Carrboro's Green Infrastructure

"Green infrastructure" refers to the living landscape of vegetation, soils, and natural processes that create healthier urban environments in contrast to the historically emphasized "grey infrastructure" . At the scale of a city or county, green infrastructure refers to the patchwork of natural areas that provides biodiversity, habitat, flood protection, cleaner air and water, and natural areas for people to enjoy. At the scale of a neighborhood or site, green infrastructure typically refers to the systems that mimic nature by soaking up and storing water and minimizing urban impacts such as the "heat island" effect and air pollution. Examples of features that create and enhance green infrastructure include green streets, roofs, walls, and parking lots; rain gardens, wetlands, and bioswales; rainwater harvesting and reuse; impervious surface disconnection and permeable pavement; new plantings/landscaping; and soil quality improvements. Any change that involves improving soil, better management of stormwater, and creating habitat and increasing biodiversity contributes to Carrboro's green infrastructure.

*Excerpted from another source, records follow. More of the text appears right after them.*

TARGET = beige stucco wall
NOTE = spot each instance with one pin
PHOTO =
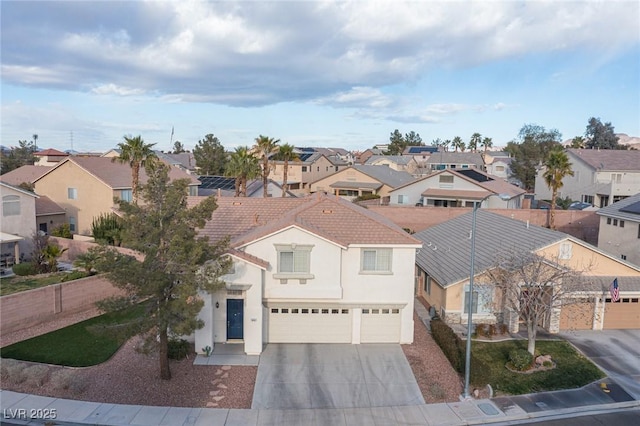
(23, 224)
(94, 196)
(620, 241)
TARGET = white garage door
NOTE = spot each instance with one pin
(309, 325)
(380, 326)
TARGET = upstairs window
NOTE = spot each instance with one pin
(376, 260)
(11, 205)
(294, 261)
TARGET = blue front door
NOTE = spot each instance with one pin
(235, 311)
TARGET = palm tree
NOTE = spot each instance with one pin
(286, 153)
(475, 140)
(486, 143)
(458, 143)
(557, 167)
(265, 147)
(138, 154)
(243, 165)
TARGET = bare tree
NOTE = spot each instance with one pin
(533, 287)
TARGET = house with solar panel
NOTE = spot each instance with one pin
(223, 186)
(619, 232)
(600, 177)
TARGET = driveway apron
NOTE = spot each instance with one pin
(334, 376)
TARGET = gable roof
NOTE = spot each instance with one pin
(483, 180)
(446, 157)
(27, 174)
(628, 209)
(607, 159)
(384, 174)
(249, 219)
(115, 174)
(446, 250)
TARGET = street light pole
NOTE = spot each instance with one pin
(467, 361)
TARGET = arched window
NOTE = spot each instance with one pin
(11, 205)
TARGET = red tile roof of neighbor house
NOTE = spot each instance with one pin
(118, 175)
(248, 219)
(24, 174)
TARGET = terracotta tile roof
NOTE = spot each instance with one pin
(45, 206)
(51, 152)
(607, 159)
(24, 174)
(118, 175)
(457, 193)
(247, 219)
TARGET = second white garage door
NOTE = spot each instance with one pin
(309, 325)
(380, 326)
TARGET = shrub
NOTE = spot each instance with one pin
(178, 349)
(36, 375)
(63, 231)
(26, 268)
(520, 359)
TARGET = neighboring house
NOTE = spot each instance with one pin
(49, 157)
(223, 186)
(309, 270)
(85, 187)
(399, 163)
(361, 180)
(444, 160)
(458, 188)
(49, 215)
(310, 167)
(25, 174)
(443, 268)
(18, 224)
(619, 232)
(601, 177)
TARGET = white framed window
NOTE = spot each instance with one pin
(376, 260)
(11, 205)
(294, 261)
(126, 195)
(566, 250)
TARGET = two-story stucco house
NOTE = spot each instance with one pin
(85, 187)
(443, 272)
(601, 177)
(309, 270)
(619, 232)
(458, 188)
(18, 223)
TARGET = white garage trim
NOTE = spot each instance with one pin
(309, 325)
(380, 325)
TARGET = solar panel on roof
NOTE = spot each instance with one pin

2.23 The Town encourages the planting of native plant species, as well as non-native species that are not invasive. Removal of invasive species is encouraged. The Town supports education on this topic and encourages the public to become aware of the list of invasive plant species found in Appendix E-17 of the Town of Carrboro Land Use Ordinance.
2.43 Carrboro should plan and encourage the growth of tree canopies over roads to mitigate the heat and smog effect caused by superheated pavement. Carrboro should strongly encourage the electric utilities to put their lines underground to allow for full canopy coverage.